I’m sure there are a lot men who act like this, and not just towards women — though calling them “men” collectively might be a bit premature; I’d wager most of the people who hold these attitudes are still working through adolescence. (Either that or they have a YouTube channel or something.) I’m also sure there are a lot of men who are overtly passionate about film, regardless of how deep their knowledge of that world reaches.

Either way, responding with offense and backhanded accusations can only serve to provoke that group’s attitude more. Do you really think even one person from the crowd you’re pointing at is going to read this and experience a sudden, profound self-realization? I doubt it. So why prod on about something so trivial?

“This seems to me the heart of the matter — that in youth boys rely on the dumbed-down psychological catharsis you get from effects-laden action blockbusters and operatic gangster sagas. When you start to pick apart these plots, you threaten fragile egos informed by the principles of antiheroes with whom they identified in adolescence.”

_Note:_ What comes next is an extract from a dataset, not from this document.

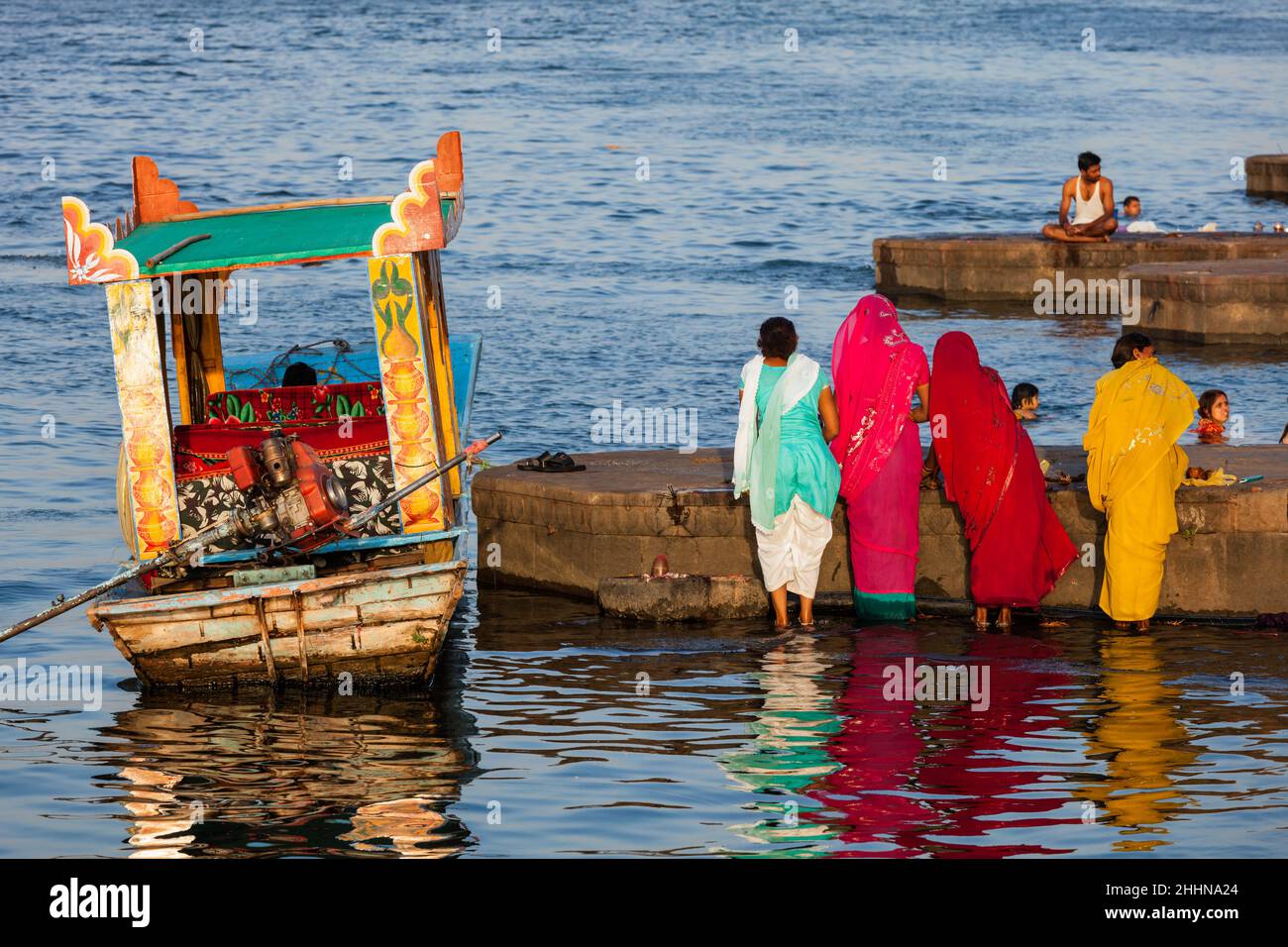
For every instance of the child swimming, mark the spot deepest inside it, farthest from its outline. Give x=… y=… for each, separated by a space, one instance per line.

Why write an article proposing that men possess some sort of ingrained superiority towards women when it comes film, but spend the whole time writing equally shallow, pompous jabs intended to debase their character in every way possible? In just two brief sentences above, you call that group unintelligent, formulaic, easily entertained, simple-minded, insecure, and finalize it all by generalizing that all boys’ lives play out in virtually identical ways from birth, and implying none of them grow as people past adolescence. Yet, ironically, here you are rewarding yourself and your peers for being ‘the exception’, possibly superseding the smugness of those you’ve set your sights on.

And all this, for what? Because you’ve heard from your female friends about (or possibly experienced yourself) a handful of guys who have been too pushy with an otherwise generic list of their favorite films? That’s what is supposed warrant the childish, self-satisfying tantrum of an article above? Geez.

“To put it another way: Guys, can you remember when your girlfriend not only strong-armed you into watching a film but demanded you find the value in it? And refused to entertain a read even slightly opposed to their own, acting like any quibble you had was a stain on your intelligence? No? Then do the world a favor […]”

So because you’ve never experienced a girl do this too, that justifies the claim that no girl has ever done it, and then going further to imply that girls can’t be narcissistic or condescending towards boys (or anyone else for that matter)? Or are you saying that because you’ve seen boys act that way, then girls couldn’t possibly imitate that behavior?

And why are you telling them to “do the world” favor as if there’s some kind of commonly recognized epidemic on a national (or even regional) level of men being aggressively condescending towards women about movies? The only thing this does is dismantle your article down to “self-hating, self-important white guy seeking validation generalizes trivial experience as a critical issue in need of attention, while somehow talking down to people he says need to get over themselves.”

It’s telling that you wrote this article relying on outside sources for every piece that resembles a thought, while the only thing you actually contributed yourself were snide, ad hom remarks that I assume are supposed to substitute a point? Well, I guess they would have to, because your article doesn’t have an actual point. It’s just you jerking off about how much better you are than those “other guys” who claim are the ones with insecurity issues and overblown egos.

You can add on the bonus irony of criticizing those types guys for supposed misogyny, while you’re no better for perpetuating the “females made of glass” image, constantly in need of your protection and sympathy while living under infinite victimhood. Deplorable.